In September, Bono tweeted in response to the news that Colin Kaepernick would be the face of Nike’s ad campaign. In the now-deleted tweet, Bono posted a photo coloring in the Nike logo on her golf shoes: "Playing in a charity golf tournament raising money for our nation’s Special Forces operators and their families. Unfortunately I had these shoes in my bag. Luckily I had a marker in my bag too…"

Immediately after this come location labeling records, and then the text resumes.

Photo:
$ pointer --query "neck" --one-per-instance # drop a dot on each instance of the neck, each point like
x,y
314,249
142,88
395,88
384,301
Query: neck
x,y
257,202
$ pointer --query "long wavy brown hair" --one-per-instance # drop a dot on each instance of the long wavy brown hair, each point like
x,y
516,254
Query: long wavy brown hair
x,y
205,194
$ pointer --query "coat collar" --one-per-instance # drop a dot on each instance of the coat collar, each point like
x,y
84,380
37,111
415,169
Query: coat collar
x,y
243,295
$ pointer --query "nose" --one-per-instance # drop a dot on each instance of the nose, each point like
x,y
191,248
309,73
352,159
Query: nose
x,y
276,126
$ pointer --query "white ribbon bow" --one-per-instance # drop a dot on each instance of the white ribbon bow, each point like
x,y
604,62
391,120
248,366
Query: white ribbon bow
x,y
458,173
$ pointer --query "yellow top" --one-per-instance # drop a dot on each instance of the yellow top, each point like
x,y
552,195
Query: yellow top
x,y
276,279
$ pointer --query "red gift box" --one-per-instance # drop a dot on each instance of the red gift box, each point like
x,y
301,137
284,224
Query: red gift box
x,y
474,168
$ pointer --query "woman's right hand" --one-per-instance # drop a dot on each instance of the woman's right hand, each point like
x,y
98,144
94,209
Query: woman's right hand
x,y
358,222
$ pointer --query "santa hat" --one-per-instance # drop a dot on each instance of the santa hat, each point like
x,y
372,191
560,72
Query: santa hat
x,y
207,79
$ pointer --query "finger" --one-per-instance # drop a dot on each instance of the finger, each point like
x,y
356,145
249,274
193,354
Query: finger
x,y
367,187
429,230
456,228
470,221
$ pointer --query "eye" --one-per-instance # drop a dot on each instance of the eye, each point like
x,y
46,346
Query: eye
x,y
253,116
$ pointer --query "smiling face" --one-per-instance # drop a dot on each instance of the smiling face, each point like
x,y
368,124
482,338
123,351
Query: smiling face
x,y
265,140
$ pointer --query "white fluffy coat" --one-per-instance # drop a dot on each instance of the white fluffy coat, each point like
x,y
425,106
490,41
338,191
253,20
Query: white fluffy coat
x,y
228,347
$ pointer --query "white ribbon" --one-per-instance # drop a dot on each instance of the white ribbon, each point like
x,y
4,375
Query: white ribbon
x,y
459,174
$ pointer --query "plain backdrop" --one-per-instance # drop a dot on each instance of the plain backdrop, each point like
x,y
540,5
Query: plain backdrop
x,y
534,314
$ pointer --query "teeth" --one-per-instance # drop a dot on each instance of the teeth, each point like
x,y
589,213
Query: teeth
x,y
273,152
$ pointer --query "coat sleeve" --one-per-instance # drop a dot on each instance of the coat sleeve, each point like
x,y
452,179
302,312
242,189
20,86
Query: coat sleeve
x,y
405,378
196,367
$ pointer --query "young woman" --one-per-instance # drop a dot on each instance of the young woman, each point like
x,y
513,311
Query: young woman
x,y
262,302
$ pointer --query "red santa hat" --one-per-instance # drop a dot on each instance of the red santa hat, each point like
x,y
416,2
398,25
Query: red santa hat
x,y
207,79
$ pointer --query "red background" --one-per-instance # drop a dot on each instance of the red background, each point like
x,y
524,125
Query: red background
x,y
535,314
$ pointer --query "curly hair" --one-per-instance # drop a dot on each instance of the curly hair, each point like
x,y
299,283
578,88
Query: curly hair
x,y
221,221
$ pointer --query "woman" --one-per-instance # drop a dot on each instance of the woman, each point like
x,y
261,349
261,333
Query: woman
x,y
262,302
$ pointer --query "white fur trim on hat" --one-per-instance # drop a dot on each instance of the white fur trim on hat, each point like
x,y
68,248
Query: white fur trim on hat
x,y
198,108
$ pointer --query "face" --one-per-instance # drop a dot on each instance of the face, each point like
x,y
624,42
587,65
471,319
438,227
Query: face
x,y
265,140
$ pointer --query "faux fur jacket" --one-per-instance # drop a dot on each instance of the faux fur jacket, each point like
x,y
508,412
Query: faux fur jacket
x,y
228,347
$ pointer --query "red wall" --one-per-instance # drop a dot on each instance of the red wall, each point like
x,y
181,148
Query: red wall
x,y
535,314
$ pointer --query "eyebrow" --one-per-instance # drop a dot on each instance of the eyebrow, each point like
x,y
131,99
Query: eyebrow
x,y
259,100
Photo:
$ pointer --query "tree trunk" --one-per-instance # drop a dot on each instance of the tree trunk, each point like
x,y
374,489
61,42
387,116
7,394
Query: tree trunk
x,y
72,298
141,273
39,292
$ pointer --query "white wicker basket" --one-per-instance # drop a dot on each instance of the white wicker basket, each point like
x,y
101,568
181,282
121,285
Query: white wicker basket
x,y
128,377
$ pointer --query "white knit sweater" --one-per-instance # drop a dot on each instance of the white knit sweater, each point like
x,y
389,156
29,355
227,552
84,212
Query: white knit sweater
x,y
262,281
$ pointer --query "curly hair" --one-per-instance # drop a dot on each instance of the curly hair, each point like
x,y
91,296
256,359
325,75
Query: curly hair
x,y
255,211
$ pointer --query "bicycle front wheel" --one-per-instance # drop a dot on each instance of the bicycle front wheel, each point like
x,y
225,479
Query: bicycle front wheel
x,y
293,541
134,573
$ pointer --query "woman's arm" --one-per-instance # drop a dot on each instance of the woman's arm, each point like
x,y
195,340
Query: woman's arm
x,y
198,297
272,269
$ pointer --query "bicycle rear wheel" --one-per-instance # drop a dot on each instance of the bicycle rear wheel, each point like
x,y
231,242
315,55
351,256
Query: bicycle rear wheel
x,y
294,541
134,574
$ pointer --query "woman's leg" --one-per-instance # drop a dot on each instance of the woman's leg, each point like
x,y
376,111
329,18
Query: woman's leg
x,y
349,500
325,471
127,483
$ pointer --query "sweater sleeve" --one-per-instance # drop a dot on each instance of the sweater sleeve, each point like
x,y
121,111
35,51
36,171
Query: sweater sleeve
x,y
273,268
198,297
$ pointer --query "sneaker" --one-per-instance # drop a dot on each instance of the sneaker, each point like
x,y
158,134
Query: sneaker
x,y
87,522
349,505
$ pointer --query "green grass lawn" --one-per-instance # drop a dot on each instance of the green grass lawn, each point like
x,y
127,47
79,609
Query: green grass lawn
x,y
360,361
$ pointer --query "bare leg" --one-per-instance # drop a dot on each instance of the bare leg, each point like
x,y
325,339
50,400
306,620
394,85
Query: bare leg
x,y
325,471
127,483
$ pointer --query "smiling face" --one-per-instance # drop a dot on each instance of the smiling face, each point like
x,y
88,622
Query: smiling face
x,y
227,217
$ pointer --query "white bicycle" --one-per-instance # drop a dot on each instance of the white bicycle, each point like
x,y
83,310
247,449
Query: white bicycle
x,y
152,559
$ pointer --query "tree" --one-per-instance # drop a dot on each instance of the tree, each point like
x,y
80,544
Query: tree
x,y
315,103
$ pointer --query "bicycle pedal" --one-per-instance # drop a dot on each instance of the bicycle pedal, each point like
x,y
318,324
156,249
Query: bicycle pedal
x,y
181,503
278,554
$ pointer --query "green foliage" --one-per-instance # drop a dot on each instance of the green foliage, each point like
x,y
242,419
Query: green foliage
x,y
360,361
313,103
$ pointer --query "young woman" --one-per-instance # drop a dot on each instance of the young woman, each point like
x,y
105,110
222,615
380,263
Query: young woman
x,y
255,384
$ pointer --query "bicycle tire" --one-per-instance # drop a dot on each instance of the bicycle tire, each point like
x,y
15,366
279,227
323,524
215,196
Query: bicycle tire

This tweet caught the attention of Olympic gymnast Simone Biles, who responded, "don’t worry, it’s not like we needed a smarter usa gymnastics president or any sponsors or anything." Aly Raisman also sent out a string of tweets expressing her outrage at the organization’s "devastating" decision. "Clearly this is not a 'new' USAG. Same corrupt decisions," she wrote. "Perhaps it’s because true accountability is less likely if authority is placed in the hands of someone similarly motivated to avoid it…"
Bono, who was a gymnast for 10 years, took to Twitter yesterday to explain her decision to leave. "My regret is that I would’ve brought to the organization, the angst and anger of my own story: a young aspiring gymnast who witnessed first-hand the assaulting behavior of a coach; watched peers who acquiesced in it move ahead while those who didn’t were left behind, and myself stayed silent — perhaps the norm then, but very troubling to me to this day," she said. "I would have brought a fire in the belly to ensure that no one as taken with gymnastics as I was at that age, should have to choose between abuse and ambition, or between properly speaking out and promoting personal success."
Bono also addressed the tweet about Nike in her statement, saying that she was simply exercising her First Amendment right just like Kaepernick was. "It was an emotional reaction to the sponsor’s use of that phrase that caused me to tweet, and I regret that at the time I didn’t better clarify my feelings," she wrote.
In a statement on USA Gymnastics’ website announcing Bono’s resignation, the organization said that they are "committed to taking action when we believe a change of course is necessary and to being responsive to our gymnastics community." Given how many leadership changes the organization has experienced since Nassar was finally sentenced to 40 to 175 years in prison in January, it's tough to say whether they'll be able to right the ship.